Description
For incremental compilation we are hashing lots of things, HIR, crate metadata and soon also type checking tables. These hashes are used purely as fingerprints, that is, we compare these hashes in order to find out if the things having been hashed are equal or not. Consequently the primary qualities we require from the hash algorithm are:
- That it acts as a pseudo-random-function, i.e. whatever we feed in, the resulting hashes should have a collision probability that is roughly the same as that of random numbers.
- That it produces wide enough hash values so the collision probabilities are low enough (128 bits should be fine).
- That it is fast.
It remains to be clarified whether it makes sense to use a cryptographic hash function, i.e. that it is hard to find/construct collisions. My guess is no:
- Incremental compilation caches are not meant to be distributed. They are platform dependent files created locally by your compiler and there is little use in distributing them.
- A 128 bit hash is probably susceptible to a brute force attack anyway.
- I cannot think of an attack that exploits a hash collision here. If one wants to tamper with an incremental compilation cache, one could just replace the object file in the cache without a need to ever touch item hashes.
I'd be very interested though if someone could come up with an attack scenario. But even then the solution would probably be to implement some general code signing scheme for these caches.

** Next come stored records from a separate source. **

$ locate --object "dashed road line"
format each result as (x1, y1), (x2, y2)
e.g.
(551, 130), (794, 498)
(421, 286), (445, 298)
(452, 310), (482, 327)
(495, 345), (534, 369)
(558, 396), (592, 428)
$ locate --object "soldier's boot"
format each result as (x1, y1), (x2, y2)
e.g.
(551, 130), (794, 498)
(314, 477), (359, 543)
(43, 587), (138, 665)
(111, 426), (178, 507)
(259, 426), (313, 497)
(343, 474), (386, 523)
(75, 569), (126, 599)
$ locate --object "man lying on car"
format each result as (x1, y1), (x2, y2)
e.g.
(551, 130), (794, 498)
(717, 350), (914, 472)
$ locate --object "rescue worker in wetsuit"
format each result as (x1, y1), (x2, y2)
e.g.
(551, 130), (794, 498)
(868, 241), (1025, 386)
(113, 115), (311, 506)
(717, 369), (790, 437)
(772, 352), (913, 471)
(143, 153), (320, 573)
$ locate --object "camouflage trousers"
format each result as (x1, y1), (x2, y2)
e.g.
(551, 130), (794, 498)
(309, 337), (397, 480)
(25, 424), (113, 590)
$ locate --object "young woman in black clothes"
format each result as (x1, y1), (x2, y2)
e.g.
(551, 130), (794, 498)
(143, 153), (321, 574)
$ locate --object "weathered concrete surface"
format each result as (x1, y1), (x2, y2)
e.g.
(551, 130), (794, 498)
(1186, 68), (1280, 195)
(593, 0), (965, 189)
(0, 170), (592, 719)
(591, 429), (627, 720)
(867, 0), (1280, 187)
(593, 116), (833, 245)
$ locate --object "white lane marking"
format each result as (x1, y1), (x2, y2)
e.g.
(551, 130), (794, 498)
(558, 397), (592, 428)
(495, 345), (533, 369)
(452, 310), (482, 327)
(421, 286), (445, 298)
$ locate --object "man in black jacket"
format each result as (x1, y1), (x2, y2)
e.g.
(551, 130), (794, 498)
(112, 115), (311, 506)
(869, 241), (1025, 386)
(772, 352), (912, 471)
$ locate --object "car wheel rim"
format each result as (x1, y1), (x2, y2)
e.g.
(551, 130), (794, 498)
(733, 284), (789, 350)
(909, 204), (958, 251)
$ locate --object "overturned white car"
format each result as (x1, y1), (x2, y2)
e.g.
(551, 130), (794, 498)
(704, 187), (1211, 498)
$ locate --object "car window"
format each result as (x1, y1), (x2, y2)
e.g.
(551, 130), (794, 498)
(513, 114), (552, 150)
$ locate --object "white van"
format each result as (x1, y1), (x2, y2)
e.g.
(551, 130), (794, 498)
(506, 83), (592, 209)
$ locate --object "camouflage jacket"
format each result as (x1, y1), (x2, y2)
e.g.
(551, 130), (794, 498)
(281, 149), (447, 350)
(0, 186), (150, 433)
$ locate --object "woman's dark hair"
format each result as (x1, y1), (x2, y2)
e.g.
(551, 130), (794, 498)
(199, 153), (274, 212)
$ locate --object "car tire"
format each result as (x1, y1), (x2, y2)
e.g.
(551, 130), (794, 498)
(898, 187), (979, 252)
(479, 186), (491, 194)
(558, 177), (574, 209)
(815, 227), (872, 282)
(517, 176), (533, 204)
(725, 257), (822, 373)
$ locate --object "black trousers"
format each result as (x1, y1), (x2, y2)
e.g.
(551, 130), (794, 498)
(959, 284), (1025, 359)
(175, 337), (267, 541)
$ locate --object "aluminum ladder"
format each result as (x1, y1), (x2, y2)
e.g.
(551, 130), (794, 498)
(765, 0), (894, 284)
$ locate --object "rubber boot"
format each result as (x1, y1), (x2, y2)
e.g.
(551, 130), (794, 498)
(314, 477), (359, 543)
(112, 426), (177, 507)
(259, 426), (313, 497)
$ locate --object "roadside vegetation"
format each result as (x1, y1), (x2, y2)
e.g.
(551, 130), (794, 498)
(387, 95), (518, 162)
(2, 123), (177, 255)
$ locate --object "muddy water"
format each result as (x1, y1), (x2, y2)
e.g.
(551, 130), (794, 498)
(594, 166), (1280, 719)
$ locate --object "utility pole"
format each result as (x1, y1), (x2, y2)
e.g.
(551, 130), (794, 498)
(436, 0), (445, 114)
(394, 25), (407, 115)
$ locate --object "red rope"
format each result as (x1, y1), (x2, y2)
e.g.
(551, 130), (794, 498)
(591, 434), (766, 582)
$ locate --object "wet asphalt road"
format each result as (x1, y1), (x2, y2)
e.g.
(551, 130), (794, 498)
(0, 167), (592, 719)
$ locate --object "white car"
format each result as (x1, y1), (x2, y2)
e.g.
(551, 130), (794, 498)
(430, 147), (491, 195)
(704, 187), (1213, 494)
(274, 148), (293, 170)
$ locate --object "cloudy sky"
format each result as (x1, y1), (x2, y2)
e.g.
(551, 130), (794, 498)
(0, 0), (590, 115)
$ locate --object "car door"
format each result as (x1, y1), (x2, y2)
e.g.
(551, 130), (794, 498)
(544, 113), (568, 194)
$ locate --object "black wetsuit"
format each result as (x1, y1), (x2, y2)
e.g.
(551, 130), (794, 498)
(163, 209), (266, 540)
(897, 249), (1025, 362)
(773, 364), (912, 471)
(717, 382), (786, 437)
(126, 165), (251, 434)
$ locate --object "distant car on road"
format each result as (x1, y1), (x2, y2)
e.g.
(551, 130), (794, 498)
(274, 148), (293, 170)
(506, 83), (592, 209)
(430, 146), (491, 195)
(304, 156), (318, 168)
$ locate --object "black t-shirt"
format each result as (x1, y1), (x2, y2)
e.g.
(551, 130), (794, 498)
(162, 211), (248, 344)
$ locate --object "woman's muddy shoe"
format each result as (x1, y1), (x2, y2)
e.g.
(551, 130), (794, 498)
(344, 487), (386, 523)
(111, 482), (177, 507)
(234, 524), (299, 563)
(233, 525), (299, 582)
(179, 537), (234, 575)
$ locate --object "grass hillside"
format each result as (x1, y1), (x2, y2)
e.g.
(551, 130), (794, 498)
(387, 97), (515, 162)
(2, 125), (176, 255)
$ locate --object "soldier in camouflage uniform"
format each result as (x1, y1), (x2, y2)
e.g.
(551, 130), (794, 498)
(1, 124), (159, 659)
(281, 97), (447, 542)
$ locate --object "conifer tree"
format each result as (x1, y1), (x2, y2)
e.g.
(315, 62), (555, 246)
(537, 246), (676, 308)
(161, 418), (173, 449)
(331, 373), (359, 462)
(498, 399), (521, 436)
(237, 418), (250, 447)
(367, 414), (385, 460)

At the moment we are using BLAKE2 as our hashing algorithm which is a cryptographic hash function and thus fulfills requirements (1) and (2) very well. However, compared to non-cryptographic hash functions it is rather slow. For raw throughput SipHash would be about three times as fast and fast hash functions like Metrohash can be 20 times as fast. Before you get too excited though: Most of the time computing hashes is spent gathering the data that is fed into the hash function, not actually running the function on it. But there are still some gains to be had, here are some preliminary tests of using BLAKE2 -- which is our "worst case" -- and MetroHash -- which is among the fastest hash functions providing 128 bit hashes:
BLAKE2 | MetroHash | SipHash 1-3 | SipHash 2-4 | |
---|---|---|---|---|
libcore | 0.258s | 0.193s (-25%) | 0.189s (-26%) | 0.201s (-22%) |
librustc | 0.435s | 0.345s (-20%) | 0.320s (-26%) | 0.327s (-25%) |
syntex_syntax (HIR) | 0.221s | 0.166s (-25%) | 0.168s (-24%) | 0.176s (-20%) |
syntex_syntax (Metadata) | 0.456s | 0.326s (-28%) | 0.312s (-31%) | 0.347s (-24%) |
So it seems that a fast hash functions allows to save 20-30% spent during ICH computation. If we could get some confidence that:
- a function like MetroHash provides low enough collision probability and
- we really don't need a cryptographic hash function
then we could have some free speedups here.
UPDATE:
I added the 128 bit version of SipHash to the table and the timings are as good as the ones for MetroHash.